The occupancy-tax increase would require authorization from the state legislature, the county official noted.
Hunzeker said that if these sources are not sufficient to raise the $3.5 million, the county would cover the shortfall through a general fund appropriation, but under no circumstances would it make use of property taxes.
In addition, he said, planners expect the share of additional state sales taxes generated by the facility to provide about $2 million a year. Under Florida law, a new sports facility located on public land can receive a special allocation of state sales taxes.
Annual public revenues of $5.5 million would support a bond issue of between $60 million and $65 million in size, Hunzeker said. He said that because the Lightening will manage the facility, making it ineligible for public-purpose status, county officials are "assuming" the bond issue would be sold on a taxable basis. The probable issuer would be the Tampa Sports Authority, he said.
The Tampa Bay Lightning have committed to spend up to $50 million of their own money, he said.
For the baseball facility, Hunzeker said the county would provide funding through a "variety of sources" that could include a ticket surcharge, surpluses from the fourth penny of the hotel tax, and one-time revenues from as yet unidentified county special funds.
In addition, he said that the Yankees, who will manage the complex, are expected to make annual rental payments. The payments will help cover debt service on the bond issue that will be sold to build the stadium. Hunzeker said he does not expect this offering, which he also expects to be taxable and sold by the Tampa Sports Authority, to exceed $10 million.
Rick Nafe, executive director of the sports authority, said yesterday that his staff is working with the county to prepare the financings for the two facilities.
"We will be the vehicle used for the debt sold for the projects, but the county will provide the funds for debt service," Nafe said.
Nafe said that construction for both the 21,000-seat hockey arena and the 10,000-seat ballpark will begin early in 1994. He said the baseball park, which will be located across from the authority's Tampa Stadium, a professional football arena, is expected to be completed within a year, in time for the Yankees' 1995 minor league season, he said.
The next hurdle for the hockey arena, Hunzeker said, is picking a site. Officials are looking at two sites: a downtown Tampa location, likely along the waterfront near the city's convention center, or on public land next to Tampa Stadium at the sports authority's complex north of the downtown area. The cost of the land. would be $12 million, officials estimate.
The Tampa Bay Lightning have said they expect the city to come up with a plan for a downtown stadium by tomorrow or it will move forward with the sports authority site.
In voting for the hockey arena last week, county commissioner Joe Chillura said, "This project represents a commitment to economic development."

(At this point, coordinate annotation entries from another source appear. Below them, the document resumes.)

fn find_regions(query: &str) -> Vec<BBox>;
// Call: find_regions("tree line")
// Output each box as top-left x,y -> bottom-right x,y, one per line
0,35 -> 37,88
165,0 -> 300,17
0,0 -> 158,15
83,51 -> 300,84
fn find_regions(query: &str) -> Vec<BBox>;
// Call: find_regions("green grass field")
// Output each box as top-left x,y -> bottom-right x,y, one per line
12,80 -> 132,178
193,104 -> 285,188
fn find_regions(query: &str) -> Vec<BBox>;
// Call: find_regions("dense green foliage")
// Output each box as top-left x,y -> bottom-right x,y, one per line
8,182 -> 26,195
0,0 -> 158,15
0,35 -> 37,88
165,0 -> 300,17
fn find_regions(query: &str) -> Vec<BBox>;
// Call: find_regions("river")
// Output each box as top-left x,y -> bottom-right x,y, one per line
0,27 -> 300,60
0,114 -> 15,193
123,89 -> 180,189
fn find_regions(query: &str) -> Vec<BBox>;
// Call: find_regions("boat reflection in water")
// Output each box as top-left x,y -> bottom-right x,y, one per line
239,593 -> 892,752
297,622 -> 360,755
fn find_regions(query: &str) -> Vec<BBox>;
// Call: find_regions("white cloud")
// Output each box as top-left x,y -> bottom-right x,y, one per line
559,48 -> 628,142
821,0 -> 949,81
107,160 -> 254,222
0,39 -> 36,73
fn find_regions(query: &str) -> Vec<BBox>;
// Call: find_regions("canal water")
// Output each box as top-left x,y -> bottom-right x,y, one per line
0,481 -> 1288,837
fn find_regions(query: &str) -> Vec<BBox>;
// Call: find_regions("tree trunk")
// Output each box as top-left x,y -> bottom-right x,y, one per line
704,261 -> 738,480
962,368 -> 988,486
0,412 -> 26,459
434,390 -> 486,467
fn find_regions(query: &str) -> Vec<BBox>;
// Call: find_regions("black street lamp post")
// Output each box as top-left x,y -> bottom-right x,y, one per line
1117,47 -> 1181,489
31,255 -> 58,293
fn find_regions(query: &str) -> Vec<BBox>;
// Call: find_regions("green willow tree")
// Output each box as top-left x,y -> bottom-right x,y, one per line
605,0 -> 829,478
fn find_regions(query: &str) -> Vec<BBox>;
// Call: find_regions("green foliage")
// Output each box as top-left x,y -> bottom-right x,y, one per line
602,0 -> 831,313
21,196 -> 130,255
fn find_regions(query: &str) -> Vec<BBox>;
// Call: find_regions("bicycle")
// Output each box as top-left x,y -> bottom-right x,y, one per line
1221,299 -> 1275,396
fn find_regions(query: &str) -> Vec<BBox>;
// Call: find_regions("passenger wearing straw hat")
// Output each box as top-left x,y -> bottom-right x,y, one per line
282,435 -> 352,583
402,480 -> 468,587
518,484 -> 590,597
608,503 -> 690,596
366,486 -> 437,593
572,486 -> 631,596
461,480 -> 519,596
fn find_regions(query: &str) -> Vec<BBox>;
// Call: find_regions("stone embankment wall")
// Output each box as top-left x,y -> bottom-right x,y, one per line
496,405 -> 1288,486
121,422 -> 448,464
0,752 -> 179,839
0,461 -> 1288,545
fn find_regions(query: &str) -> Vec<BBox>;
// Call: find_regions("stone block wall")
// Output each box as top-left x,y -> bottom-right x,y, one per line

"There is a major inferiority that our community has that we have to constantly underwrite people to come here," countered commissioner Jan Platt, who rejected both the hockey and baseball stadiums. "I'll look forward to the day we stand on our own two feet."
Commissioner Phyllis Busansky joined Platt in voting not to back the hockey project. In addition to Chillura, commissioners Sylvia Kimbell, Lydia Miller, Jim Norman, and Ed Turanchik voted to fund it.